Danny calls the team together to intervene as there are some planets no longer getting along. The whole thing is framed in an analogy of a married couple about to get divorced. The DP jump in as part legal, part marriage counselors. When Casey takes the kids to Dannyland for a distraction, she finds that Lotion has eaten one of the positive energy pods. This has filled him with a boundless positivity. It is then Lotion that diagnoses the planets need for some cuddling as the couple have confessed to “going on autopilot” and not thinking about anything but work and losing their sense of their relationship. It’s not hidden at all, but it is a very powerful moment as Lotion and the planets share a group hug and share the positivity together.
Way has made some powerful statements about the power of positivity and helping others. Like the rest of the comics in the Young Animal line, Doom Patrol: Weight of the Worlds approaches storytelling in a unique way, yet tells a story that resonates universally. I think anyone whether or not they’ve ever read any comic book could pick up this issue and see the beauty in the message.
I find nothing negative in the issue.
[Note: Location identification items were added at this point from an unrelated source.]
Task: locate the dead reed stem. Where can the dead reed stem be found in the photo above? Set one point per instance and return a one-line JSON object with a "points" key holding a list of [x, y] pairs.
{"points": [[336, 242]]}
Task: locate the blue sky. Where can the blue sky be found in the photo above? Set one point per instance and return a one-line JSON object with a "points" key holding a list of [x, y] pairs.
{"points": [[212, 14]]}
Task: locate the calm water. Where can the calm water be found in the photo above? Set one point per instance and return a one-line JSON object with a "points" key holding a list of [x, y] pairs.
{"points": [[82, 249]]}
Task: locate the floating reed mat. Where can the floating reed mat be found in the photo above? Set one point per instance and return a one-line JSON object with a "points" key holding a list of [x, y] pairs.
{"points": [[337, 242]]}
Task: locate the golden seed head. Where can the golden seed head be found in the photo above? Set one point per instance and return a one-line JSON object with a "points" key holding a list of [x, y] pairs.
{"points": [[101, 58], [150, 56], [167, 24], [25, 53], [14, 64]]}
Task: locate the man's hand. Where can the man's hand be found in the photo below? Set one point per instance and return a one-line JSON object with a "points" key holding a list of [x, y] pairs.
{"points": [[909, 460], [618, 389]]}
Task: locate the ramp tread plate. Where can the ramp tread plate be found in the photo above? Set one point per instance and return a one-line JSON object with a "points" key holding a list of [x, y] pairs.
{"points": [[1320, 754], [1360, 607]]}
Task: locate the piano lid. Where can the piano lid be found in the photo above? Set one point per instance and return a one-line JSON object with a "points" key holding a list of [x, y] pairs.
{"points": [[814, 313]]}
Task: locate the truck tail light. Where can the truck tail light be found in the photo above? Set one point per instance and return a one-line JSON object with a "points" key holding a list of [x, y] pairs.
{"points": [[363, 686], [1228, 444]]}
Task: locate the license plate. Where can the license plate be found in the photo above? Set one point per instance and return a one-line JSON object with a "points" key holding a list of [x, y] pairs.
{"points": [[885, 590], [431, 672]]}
Some readers may find the representative nature of the story difficult to grasp. The concept of Danny can be elusive at times, but these are minor drawbacks to an issue filled with such a universal message about humanity.
The level of emotion in Doom Patrol: Weight of the Worlds #2 is a highlight in the comic book medium. It’s a great thing to know that Young Animal Comics routinely approach a title with an underlying theme that is far deeper and richer than even the best of any mainstream super-hero comic. It’s not all good vs. evil here, it’s emotional and mental health that are stake. Any one of us can learn from the Doom Patrol.